Graphics Pipeline

Overview
Input Assembly
- Vertex and Index Data
- Input Assembly Stage
Vertex Shader
- Transforms
  - World
  - View
  - Projection
Primitive Assembly
- View culling & clipping
- Front and back face culling
Rasterisation
- Barycentric Coordinates
Early Depth Test
Pixel Shader
Late Depth Test
Output Merger
- Blend Function

Overview

The Graphics Pipeline is the most complicated pipeline out of the three major pipelines. It is also the oldest pipeline and has evolved a lot over the many years. However, the basic concepts have remain unchanged from the original 3D rendering days of Wolftenstein 3D.

When we talk about rendering into a texture, this includes rendering to the display as well. The display is effectively just a texture that is being displayed on the screen, so the same logic holds.
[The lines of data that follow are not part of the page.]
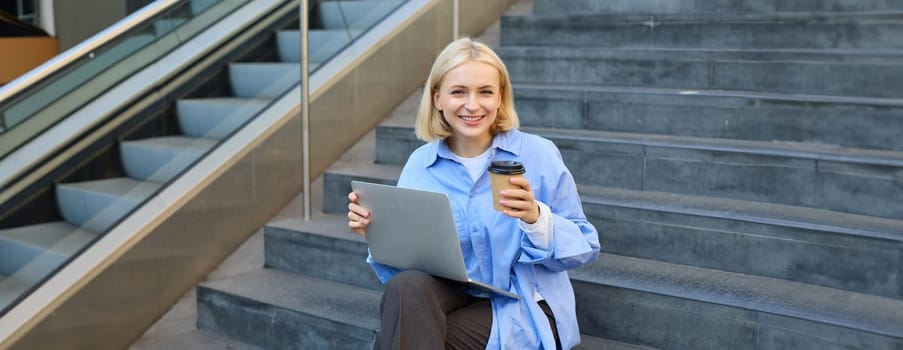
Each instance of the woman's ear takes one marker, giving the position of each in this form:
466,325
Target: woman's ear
436,101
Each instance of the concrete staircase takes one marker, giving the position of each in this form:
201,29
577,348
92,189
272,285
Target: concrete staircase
741,160
742,163
146,162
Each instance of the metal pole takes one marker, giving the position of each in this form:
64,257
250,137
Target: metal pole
305,112
455,10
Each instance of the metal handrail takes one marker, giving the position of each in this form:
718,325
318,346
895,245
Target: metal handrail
86,47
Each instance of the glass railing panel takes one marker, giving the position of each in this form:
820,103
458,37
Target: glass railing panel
31,253
91,208
86,77
343,21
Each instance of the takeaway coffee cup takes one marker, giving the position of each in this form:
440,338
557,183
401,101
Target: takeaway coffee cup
499,173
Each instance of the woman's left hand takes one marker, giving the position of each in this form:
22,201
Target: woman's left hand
520,203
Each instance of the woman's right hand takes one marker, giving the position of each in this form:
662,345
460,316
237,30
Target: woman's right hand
358,217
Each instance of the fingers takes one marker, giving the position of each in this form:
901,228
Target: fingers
358,216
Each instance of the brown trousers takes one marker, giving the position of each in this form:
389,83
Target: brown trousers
419,311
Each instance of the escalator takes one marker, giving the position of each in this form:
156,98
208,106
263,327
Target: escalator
91,136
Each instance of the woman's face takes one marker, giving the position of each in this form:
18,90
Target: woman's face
469,99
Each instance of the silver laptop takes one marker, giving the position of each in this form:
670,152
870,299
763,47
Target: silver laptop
415,230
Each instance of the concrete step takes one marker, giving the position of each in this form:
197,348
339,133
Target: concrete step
679,307
216,118
263,80
322,248
818,247
281,310
843,251
32,252
161,159
354,14
194,340
274,309
815,72
98,204
871,123
876,31
817,176
720,6
595,343
11,288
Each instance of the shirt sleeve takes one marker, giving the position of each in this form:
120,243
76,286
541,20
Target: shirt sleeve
573,240
540,232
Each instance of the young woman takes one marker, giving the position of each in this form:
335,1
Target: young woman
467,118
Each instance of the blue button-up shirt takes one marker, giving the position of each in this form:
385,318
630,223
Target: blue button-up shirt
496,250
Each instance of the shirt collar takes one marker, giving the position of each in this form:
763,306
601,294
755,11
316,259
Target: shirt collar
508,141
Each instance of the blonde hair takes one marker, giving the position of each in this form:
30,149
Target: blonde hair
430,125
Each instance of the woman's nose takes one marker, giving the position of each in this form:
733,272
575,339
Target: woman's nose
471,103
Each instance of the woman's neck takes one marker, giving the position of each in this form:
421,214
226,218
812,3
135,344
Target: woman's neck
468,147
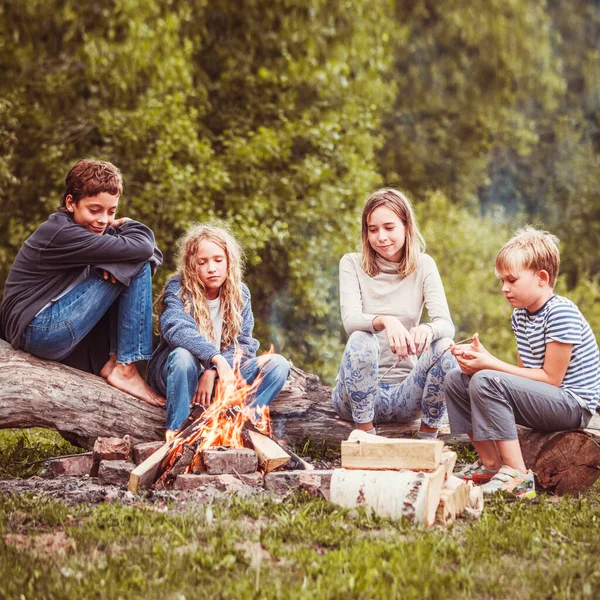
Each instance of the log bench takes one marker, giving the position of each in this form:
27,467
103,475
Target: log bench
83,407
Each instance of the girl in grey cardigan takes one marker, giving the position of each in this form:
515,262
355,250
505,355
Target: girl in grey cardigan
206,325
390,369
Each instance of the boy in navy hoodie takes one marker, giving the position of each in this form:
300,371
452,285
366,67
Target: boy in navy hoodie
78,265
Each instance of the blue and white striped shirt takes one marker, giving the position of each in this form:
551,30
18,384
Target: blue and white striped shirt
559,320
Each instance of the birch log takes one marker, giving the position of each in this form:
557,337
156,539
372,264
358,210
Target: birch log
83,407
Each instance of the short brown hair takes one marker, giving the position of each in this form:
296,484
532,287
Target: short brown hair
530,248
90,177
414,243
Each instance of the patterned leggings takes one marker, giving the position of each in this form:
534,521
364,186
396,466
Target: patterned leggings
358,397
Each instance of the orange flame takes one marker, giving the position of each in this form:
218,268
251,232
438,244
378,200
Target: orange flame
223,421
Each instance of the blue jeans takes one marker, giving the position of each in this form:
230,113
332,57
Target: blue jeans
56,331
360,397
182,371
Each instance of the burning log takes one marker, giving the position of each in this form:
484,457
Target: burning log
40,393
270,454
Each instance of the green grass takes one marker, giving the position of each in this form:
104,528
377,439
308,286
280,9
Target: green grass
22,449
299,548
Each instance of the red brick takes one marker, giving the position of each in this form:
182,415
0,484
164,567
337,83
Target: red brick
218,461
224,483
75,466
110,449
115,472
142,451
283,482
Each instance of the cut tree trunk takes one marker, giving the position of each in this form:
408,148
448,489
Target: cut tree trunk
83,407
564,461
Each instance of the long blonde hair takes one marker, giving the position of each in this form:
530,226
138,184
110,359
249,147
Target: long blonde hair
414,243
194,291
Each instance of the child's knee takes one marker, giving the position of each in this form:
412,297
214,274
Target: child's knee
363,343
182,362
483,382
278,365
454,383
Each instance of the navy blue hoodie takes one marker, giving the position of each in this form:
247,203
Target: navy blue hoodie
57,253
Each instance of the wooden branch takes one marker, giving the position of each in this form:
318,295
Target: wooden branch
270,454
82,407
379,453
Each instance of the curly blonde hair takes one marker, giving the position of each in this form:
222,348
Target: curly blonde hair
414,243
530,248
194,291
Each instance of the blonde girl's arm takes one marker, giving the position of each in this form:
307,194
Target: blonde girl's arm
353,317
179,329
246,344
436,304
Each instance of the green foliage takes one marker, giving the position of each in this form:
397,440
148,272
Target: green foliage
22,451
280,117
465,73
267,116
299,548
465,247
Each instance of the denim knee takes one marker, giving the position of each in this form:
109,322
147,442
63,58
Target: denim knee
362,342
277,366
182,362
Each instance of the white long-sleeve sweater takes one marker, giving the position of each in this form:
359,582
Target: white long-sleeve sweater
362,298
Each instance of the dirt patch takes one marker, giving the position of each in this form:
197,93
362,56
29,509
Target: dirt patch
45,545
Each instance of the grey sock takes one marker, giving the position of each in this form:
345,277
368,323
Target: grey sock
427,435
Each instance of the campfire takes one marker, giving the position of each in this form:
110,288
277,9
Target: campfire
229,437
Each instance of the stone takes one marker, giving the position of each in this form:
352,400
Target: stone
110,449
224,483
218,461
75,466
317,483
142,451
115,472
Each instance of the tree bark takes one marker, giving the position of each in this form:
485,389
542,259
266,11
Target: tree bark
83,407
564,462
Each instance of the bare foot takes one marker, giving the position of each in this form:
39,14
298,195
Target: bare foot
127,379
109,366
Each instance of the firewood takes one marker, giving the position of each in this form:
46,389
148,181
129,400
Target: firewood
59,397
270,454
453,500
449,461
565,462
146,473
379,454
414,495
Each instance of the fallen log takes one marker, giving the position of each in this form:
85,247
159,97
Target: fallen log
414,495
83,407
564,462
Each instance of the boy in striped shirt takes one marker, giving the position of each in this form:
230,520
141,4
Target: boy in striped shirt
555,385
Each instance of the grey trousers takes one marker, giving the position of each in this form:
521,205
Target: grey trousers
490,404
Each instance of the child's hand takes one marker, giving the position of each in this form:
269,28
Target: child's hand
206,384
400,339
118,222
422,336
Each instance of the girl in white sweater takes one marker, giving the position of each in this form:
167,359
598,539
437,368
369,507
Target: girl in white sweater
389,369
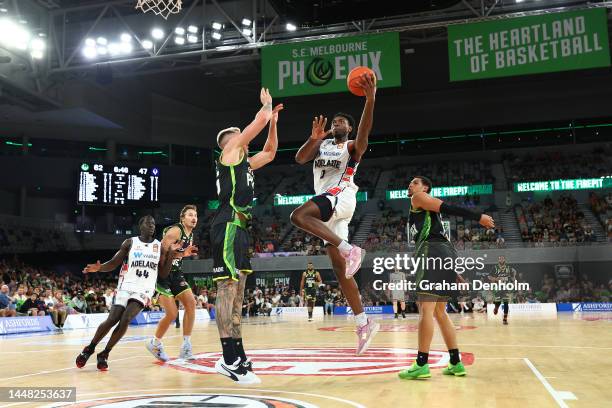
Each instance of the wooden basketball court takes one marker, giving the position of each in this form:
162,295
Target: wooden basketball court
536,362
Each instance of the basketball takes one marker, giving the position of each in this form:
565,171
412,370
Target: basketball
354,77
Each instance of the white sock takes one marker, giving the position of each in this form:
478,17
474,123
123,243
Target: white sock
361,319
345,247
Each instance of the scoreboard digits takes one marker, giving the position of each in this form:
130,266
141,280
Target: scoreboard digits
118,185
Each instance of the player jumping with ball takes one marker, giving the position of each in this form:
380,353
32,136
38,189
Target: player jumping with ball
328,214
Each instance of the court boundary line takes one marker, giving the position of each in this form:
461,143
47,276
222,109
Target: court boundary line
63,369
182,391
557,395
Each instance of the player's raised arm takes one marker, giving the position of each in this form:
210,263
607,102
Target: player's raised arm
114,262
360,145
269,151
302,284
310,149
256,126
426,202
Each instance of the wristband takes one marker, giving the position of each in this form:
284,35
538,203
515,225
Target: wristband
460,211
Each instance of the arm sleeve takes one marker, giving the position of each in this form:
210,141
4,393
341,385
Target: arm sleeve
451,209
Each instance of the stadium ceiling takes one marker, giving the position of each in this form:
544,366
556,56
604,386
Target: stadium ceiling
82,36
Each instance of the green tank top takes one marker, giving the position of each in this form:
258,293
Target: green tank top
425,226
185,240
235,188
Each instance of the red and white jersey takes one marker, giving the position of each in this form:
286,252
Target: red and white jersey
334,168
139,273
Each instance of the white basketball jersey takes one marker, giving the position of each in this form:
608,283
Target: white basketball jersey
334,168
139,274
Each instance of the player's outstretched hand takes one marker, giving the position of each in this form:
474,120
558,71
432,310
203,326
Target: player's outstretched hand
275,111
190,251
91,268
265,97
487,221
369,85
318,128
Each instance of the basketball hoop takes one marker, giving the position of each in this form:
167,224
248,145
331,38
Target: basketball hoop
160,7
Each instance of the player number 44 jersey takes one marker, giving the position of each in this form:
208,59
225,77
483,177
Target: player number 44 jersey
333,168
139,273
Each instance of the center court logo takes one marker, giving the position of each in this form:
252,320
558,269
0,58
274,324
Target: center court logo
195,400
322,361
388,328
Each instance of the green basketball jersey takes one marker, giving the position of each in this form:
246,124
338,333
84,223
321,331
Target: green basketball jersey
185,240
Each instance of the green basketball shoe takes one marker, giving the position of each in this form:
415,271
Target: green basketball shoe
415,371
457,370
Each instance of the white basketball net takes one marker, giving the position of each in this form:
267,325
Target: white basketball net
160,7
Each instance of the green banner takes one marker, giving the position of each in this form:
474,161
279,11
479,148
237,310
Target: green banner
214,204
447,191
315,67
529,45
362,196
560,185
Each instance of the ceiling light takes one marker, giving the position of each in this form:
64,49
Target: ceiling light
37,54
37,44
90,52
126,47
157,33
114,49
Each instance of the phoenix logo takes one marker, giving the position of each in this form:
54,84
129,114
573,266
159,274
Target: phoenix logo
319,72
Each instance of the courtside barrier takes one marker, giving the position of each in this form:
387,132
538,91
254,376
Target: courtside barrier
585,307
526,308
296,311
346,310
26,324
84,321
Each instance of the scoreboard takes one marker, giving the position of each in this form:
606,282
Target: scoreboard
103,184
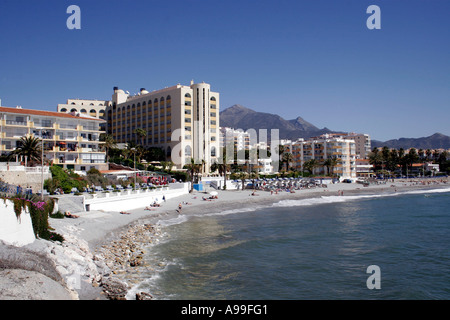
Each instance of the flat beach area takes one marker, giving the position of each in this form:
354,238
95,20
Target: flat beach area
99,227
101,245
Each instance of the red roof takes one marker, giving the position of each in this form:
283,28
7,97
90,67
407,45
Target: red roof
44,113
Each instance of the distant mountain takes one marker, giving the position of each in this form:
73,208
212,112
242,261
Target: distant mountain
435,141
240,117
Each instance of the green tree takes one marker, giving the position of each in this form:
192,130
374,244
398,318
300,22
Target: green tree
30,148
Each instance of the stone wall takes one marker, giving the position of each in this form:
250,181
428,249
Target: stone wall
24,179
17,231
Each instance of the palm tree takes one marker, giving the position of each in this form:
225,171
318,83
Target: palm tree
141,133
310,165
223,167
193,169
287,158
30,148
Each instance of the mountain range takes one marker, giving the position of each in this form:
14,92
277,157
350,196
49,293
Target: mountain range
240,117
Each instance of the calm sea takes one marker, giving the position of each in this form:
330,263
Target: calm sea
308,249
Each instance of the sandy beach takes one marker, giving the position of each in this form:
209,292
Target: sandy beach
104,247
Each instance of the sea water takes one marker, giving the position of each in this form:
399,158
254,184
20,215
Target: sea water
308,249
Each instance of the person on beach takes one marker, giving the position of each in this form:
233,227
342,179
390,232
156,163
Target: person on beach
69,215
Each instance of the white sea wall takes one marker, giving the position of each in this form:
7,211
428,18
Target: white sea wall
15,231
141,199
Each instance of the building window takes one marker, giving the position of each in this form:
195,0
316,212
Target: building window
188,151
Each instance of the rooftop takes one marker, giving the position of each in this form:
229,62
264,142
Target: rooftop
46,113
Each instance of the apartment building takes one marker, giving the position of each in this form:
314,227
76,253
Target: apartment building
71,140
93,108
181,120
321,149
238,138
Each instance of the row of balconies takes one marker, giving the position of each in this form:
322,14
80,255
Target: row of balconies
31,124
57,149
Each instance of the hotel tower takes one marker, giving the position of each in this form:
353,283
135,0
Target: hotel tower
181,120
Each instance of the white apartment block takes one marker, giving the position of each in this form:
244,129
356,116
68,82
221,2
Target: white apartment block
321,149
240,139
363,144
93,108
70,140
181,120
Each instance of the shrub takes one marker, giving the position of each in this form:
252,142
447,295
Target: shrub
39,212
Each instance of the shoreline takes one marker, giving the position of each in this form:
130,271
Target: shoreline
103,250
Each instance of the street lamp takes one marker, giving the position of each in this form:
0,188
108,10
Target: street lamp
42,167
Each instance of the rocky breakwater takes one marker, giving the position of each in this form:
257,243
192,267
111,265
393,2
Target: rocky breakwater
123,259
107,273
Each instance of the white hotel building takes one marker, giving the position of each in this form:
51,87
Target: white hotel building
321,149
70,140
187,114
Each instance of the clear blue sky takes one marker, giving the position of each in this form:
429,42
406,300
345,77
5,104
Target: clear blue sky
315,59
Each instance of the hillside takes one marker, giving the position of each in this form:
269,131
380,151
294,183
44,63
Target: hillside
435,141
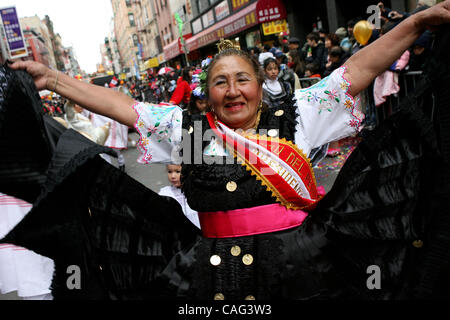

You can see all of the different graphics pipeline stages in the diagram below. All stages coloured yellow are fixed function while all stages coloured green are programmable function

Input Assembly

Vertex and Index Data

Each model is represented by two sets of data, the vertex and index data.

The vertex data is the data for the set of points, or vertices that make up a 3D model. At the very minimum, the vertex data must hold the positional representation of the point. Often extra data is associated with a vertex as well such as the normal, texture coordinate(s), tangent(s), vertex colour(s), skinning weight(s), etc.

The index data is a sequential list of indices that indicate which vertices link together to form a triangle. By separating the representation of which vertices form a triangle, we can re-use vertices across triangles. In general, there are three types of ways to represent triangles in an index sequence: list, strip and fan.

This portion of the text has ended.